Salah satu pemudik yang ditempatkan di rumah angker itu adalah Heri Susanto.
Heri Susanto menceritakan pengalamannya saat menjadi narasumber di acara Apa Kabar Indonesia Pagi tvOne, Rabu (22/4/2020).
Heri Susanto akhirnya ditempatkan ke rumah angker tersebut setelah sempat keluar membeli mainan anaknya.
• Rumah Angker Dijadikan Tempat Isolasi Pemudik Bandel di Sragen
• Kanit Reskrim dan Istri Positif Corona, 18 Polisi Diisolasi
• Lihat Polisi Gunakan APD, Kerumunan Warga Langsung Bubar
• Perampok Habisi Wanita Lalu Ditinggal di Setu Pengarengan
Padahal, dia seharusnya menjalani isolasi mandiri selama 14 hari setelah mudik dari Lampung.
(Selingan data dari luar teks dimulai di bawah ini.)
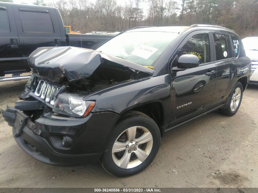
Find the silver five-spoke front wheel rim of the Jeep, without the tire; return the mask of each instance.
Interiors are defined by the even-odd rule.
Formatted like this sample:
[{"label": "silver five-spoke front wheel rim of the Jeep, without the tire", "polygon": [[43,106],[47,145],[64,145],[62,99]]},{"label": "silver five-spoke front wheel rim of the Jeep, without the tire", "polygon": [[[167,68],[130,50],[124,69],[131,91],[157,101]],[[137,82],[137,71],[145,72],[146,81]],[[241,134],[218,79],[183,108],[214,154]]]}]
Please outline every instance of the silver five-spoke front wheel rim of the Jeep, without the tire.
[{"label": "silver five-spoke front wheel rim of the Jeep, without the tire", "polygon": [[112,147],[114,163],[125,169],[139,166],[150,155],[153,145],[151,132],[141,126],[123,131]]}]

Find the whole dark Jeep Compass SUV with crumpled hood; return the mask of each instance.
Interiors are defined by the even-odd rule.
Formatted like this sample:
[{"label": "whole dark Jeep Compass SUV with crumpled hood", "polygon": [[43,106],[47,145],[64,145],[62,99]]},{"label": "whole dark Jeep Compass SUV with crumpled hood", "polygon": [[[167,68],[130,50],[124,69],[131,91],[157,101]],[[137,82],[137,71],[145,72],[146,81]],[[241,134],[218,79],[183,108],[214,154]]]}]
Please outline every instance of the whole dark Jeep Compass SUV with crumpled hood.
[{"label": "whole dark Jeep Compass SUV with crumpled hood", "polygon": [[100,160],[121,177],[151,164],[165,132],[237,113],[251,71],[239,36],[209,25],[127,30],[96,50],[38,48],[28,63],[20,100],[2,109],[17,144],[44,163]]}]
"Ya kronologi waktu itu saya pulang kampung dari Lampung kan terus anak saya nangis minta dibeliin mainan tenda-tendaan itu."
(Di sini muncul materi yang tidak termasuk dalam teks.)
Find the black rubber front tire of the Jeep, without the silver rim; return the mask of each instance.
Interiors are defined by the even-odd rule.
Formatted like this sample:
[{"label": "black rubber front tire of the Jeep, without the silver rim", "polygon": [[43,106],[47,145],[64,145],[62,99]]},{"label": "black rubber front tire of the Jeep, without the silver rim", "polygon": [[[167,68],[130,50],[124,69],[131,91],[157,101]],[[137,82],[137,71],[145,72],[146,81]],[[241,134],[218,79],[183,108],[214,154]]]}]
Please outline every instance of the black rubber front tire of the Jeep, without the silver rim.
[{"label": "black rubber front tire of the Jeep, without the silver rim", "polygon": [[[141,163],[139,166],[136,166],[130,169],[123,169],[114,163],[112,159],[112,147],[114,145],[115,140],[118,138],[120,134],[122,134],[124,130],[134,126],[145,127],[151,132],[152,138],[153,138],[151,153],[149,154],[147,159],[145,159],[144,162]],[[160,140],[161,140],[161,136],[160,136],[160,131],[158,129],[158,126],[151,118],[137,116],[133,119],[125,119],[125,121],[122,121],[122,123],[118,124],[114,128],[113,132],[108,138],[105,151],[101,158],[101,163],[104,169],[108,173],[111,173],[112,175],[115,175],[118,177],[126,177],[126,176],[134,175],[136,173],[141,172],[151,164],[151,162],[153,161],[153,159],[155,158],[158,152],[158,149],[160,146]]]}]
"Terus saya antar ke Sragen (kota) beli ke toko mainan, sampai situ kan ada Satgas Covid-19 itu datang ke rumah saya," ujar Heri.
Heri menjelaskan dirinya sempat dicari oleh petugas Satgas Covid-19 setempat di rumahnya.
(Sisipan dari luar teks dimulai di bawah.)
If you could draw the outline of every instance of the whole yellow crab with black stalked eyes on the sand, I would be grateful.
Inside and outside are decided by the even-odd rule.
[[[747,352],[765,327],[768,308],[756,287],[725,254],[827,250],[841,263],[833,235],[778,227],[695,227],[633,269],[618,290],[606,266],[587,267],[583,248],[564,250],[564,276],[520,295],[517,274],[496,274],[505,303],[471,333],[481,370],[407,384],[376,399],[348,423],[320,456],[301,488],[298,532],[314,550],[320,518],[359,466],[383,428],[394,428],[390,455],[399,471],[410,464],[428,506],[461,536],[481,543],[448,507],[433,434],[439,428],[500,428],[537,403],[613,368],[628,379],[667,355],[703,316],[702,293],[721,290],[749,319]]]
Namun karena dirinya tak ada di rumah, Satgas lantas ke menyusul Heri untuk menjemputnya pulang.
Sementara itu, kejadian tersebut terjadi pada hari keempat isolasi mandiri.
Selain itu, Heri menjelaskan bahwa setiap RT memiliki petugas Satgas untuk mengawasi para ODP.
"Ditanyai 'Kok enggak ada Mas Herinya' langsung dicari ke Sragen, di situ kan saya sudah pulang ketemu di Jalan Raya Nguwer Sragen, saya ditarik, saya dibawa pulang. Hari Minggu berarti sudah empat hari."
"Ya ada satu RT kan dikoordinasi, ini kan nanti dipantau satu-satu, ODP, pulangnya kan enggak sama, ada yang mantau," jelasnya.
Kemudian, Heri mengungkapkan nekat ke luar rumah karena tidak tahan melihat anaknya terus menangis minta diantar membeli mainan.
"Ya karena anak saya nangis terus jadi kasihan," sambungnya.
Saat disinggung soal rumah angker tersebut, Heri mengatakan dirinya baik-baik saja.
"Ya cerita orang-orang kan tempatnya angker, itu kan sudah enggak dipakai sekitar 10 tahunan."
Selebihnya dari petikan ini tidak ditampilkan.